At their Feb. 12 meeting, council members gave final approval to the Relocation Assistance for Displaced Tenants Ordinance. Under the new ordinance, if City inspectors find serious code violations that make the housing unsafe for tenants to live in, the unit is vacated, and the landlord has to pay for relocation assistance for the displaced tenants. That means landlords will have to reimburse the City for the costs related to placing tenants in temporary housing, like a motel, or placing them in more long-term housing. If the renter is at fault for the unit being vacated, the landlord doesn’t have to pay. But it’s up to the City to determine which side is at fault.

Over the past year, the City has seen an increase in renters being displaced due to unsafe living conditions at no fault of their own. This is usually due to a long list of violations at each location, such as exposed electrical wiring, unsanitary conditions, or no access to heat. Being abruptly vacated from housing is known to create financial hardships for tenants and may result in homelessness. Wanting to make sure these residents are not homeless, City staff often spend time and resources making sure they have a safe place to go. Before the ordinance, there was no way to insure landlords reimbursed the City for these costs.

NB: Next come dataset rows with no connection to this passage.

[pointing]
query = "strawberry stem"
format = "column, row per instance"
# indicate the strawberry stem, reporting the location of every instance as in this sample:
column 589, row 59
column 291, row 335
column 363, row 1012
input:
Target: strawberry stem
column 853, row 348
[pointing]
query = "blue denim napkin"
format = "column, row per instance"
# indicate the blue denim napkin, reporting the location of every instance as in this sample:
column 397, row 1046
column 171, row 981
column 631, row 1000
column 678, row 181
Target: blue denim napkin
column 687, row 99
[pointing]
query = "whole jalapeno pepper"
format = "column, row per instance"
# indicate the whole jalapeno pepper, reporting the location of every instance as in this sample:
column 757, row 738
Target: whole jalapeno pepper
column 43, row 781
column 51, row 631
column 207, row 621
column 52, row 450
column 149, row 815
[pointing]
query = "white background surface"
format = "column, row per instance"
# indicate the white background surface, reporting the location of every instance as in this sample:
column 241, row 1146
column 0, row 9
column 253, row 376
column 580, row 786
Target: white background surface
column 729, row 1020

This new protection is believed to be the first of its kind for a municipality in Michigan. Mayor Derek Dobies supported the new ordinance and says he is satisfied to see it becoming law. “Those landlords who do not properly maintain rental properties and allow units to become dangerous to live in should bear the responsibility of their neglect,” Dobies said. The mayor says he recognizes that there a lot of good landlords in Jackson who take care of their properties. “Only landlords who allow properties to fall into serious disrepair will be impacted by this ordinance,” Dobies said.  

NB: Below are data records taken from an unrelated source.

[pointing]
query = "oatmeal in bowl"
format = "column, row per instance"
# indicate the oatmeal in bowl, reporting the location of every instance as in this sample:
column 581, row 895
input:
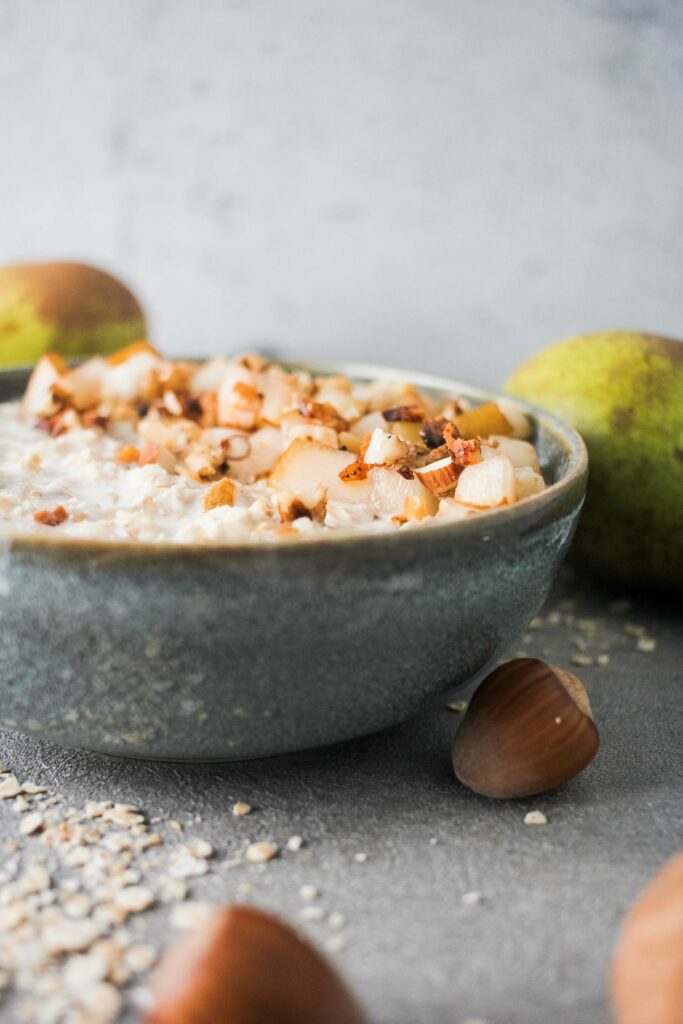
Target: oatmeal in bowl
column 137, row 448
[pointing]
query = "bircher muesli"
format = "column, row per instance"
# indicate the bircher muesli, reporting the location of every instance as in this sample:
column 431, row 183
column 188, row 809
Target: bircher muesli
column 137, row 448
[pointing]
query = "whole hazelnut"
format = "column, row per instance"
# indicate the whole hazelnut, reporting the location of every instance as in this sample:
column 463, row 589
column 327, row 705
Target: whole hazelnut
column 527, row 729
column 247, row 967
column 647, row 970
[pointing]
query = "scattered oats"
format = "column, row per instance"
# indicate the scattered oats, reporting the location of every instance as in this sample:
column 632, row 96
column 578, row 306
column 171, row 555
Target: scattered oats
column 336, row 943
column 259, row 853
column 241, row 808
column 36, row 879
column 309, row 893
column 536, row 818
column 65, row 936
column 140, row 957
column 311, row 912
column 9, row 787
column 172, row 891
column 147, row 840
column 199, row 848
column 187, row 916
column 101, row 999
column 34, row 790
column 134, row 898
column 32, row 823
column 11, row 916
column 85, row 968
column 141, row 998
column 123, row 814
column 187, row 867
column 77, row 905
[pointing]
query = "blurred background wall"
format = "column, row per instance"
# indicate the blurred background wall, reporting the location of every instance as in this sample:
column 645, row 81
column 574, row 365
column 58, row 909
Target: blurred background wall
column 442, row 183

Fifth Ward Councilmember Kelsey Heck also supported the ordinance and hopes it will encourage tenants to come forward when there is a serious problem. She says with a high population of renters in the City, it’s important that protections are in place. “This ordinance is all about giving people power who may not have it, and holding people in power accountable,” Heck said.

The new ordinance takes effect Tuesday, March 12.